Mais peut-être avons-nous tort de nous tourner si intensément vers l’avenir pour notre salut. Bien que je ne sois plus croyant moi-même, lorsque je revois les promesses du Christ concernant le royaume, je ne peux m’empêcher de penser qu’il a été largement mal compris. Lorsque les pharisiens lui ont demandé, à brûle-pourpoint, quand le royaume arriverait, il a répondu : « Le royaume de Dieu est en vous ». C’est une énigme qui suggère que ce paradis n’appartient pas du tout à l’avenir, mais qu’il s’agit plutôt d’un royaume spirituel individuel auquel chacun peut accéder, ici et maintenant. Dans ses Confessions, Saint Augustin, qui n’est pas sans rappeler un sage bouddhiste ou taoïste, s’émerveille du fait que la plénitude qu’il a longtemps recherchée dans le monde extérieur se trouve « en moi depuis toujours ».

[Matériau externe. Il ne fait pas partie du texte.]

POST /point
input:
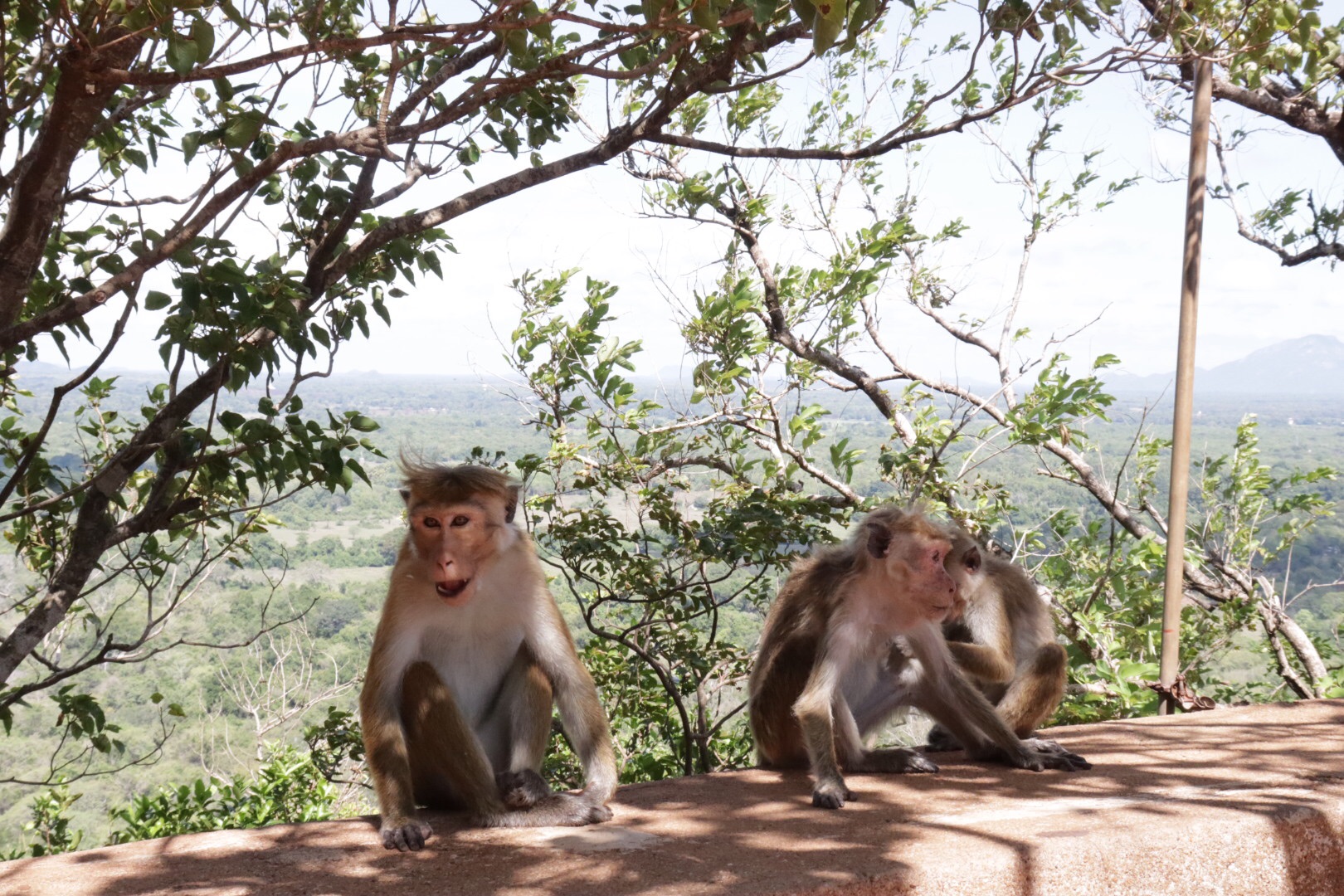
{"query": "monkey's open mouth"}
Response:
(449, 590)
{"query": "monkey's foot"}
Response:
(830, 794)
(401, 835)
(1058, 757)
(941, 740)
(522, 789)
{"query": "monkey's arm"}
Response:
(581, 709)
(986, 664)
(955, 703)
(815, 711)
(388, 763)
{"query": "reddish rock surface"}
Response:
(1233, 801)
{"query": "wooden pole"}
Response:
(1185, 383)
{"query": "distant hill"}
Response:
(1307, 366)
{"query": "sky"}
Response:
(1113, 275)
(1120, 266)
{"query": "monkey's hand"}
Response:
(1055, 755)
(405, 833)
(830, 794)
(522, 789)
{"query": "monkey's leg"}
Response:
(449, 767)
(815, 711)
(851, 728)
(1035, 694)
(956, 704)
(522, 715)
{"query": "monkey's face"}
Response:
(914, 564)
(455, 542)
(965, 566)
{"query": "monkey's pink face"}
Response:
(914, 568)
(964, 564)
(455, 542)
(918, 561)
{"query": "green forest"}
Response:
(324, 558)
(199, 533)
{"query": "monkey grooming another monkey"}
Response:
(468, 655)
(1004, 640)
(852, 637)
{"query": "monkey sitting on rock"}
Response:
(855, 635)
(1004, 640)
(468, 657)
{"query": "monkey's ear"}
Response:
(878, 538)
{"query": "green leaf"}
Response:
(203, 34)
(182, 52)
(244, 128)
(190, 144)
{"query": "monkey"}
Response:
(854, 635)
(468, 657)
(1003, 638)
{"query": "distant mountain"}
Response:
(1307, 366)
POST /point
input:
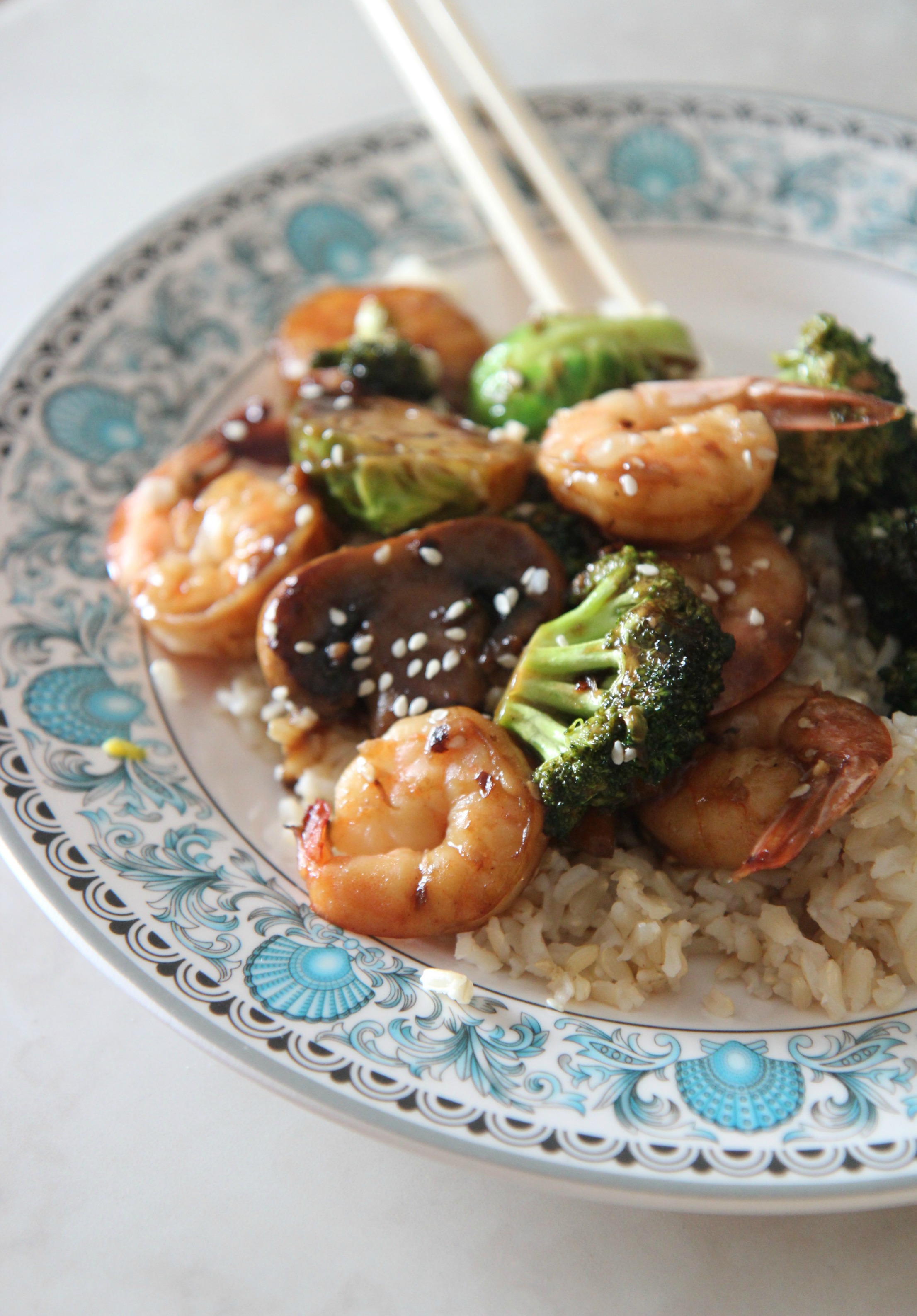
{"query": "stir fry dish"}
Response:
(545, 639)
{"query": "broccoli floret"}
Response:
(852, 466)
(395, 368)
(562, 360)
(881, 556)
(900, 679)
(615, 694)
(575, 540)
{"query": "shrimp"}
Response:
(779, 770)
(417, 315)
(758, 594)
(682, 463)
(204, 537)
(437, 826)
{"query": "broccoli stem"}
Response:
(573, 659)
(539, 729)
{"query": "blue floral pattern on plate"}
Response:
(137, 860)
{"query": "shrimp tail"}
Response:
(810, 817)
(315, 848)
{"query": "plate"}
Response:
(745, 213)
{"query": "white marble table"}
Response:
(137, 1174)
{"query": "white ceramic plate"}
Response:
(745, 215)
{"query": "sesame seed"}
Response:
(293, 368)
(537, 582)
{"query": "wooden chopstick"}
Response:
(474, 158)
(539, 157)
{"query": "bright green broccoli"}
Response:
(562, 360)
(881, 557)
(842, 466)
(900, 679)
(615, 694)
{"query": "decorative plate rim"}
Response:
(36, 875)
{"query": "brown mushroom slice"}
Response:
(431, 619)
(388, 465)
(417, 315)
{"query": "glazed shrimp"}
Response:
(419, 315)
(437, 826)
(758, 594)
(779, 772)
(682, 463)
(203, 539)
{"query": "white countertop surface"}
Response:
(138, 1175)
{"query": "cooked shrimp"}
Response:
(779, 772)
(682, 463)
(437, 826)
(417, 315)
(758, 594)
(204, 537)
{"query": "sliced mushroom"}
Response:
(431, 619)
(390, 465)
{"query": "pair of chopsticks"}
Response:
(482, 170)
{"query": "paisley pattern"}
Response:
(140, 863)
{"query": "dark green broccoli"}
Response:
(900, 679)
(881, 557)
(562, 360)
(575, 540)
(615, 694)
(390, 366)
(842, 466)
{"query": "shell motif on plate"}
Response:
(306, 982)
(738, 1088)
(81, 705)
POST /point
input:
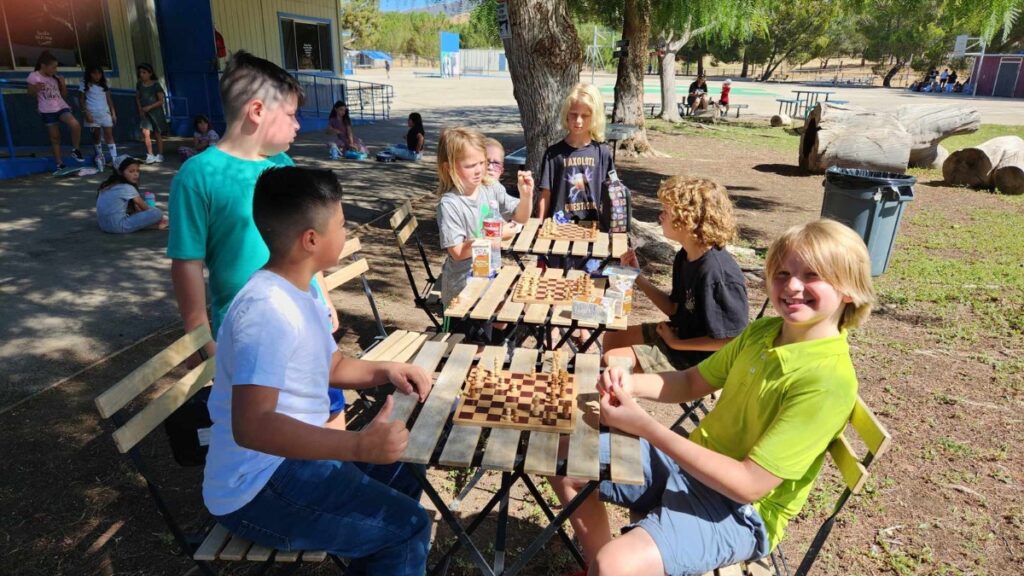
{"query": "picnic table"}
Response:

Lorsque vous décrivez, Virtual, votre désir de vivre dans une simulation numérique qui ressemble à la réalité mais qui est en quelque sorte meilleure, je ne peux m’empêcher de penser que nous avons oublié le métavers originel que nous avons déjà en nous – l’imagination humaine. La réalité, telle que nous la vivons, est intrinsèquement augmentée par nos espoirs et nos craintes, nos rêveries oisives et nos cauchemars criards. Ce monde intérieur, invisible et omniprésent, a donné naissance à tous les désirs religieux et a produit toutes les merveilles technologiques et artistiques qui sont apparues parmi nous. En effet, il est la source et la semence du métavers lui-même, qui a vu le jour, comme toutes les inventions, sous la forme d’une idée vaporeuse. Même aujourd’hui, au milieu de l’entropie persistante et limitée dans le temps du monde physique, vous pouvez accéder à ce royaume virtuel quand vous le souhaitez, de n’importe où dans le monde, sans avoir besoin d’un casque de 300 dollars. Ce sera aussi passionnant que vous le souhaitez.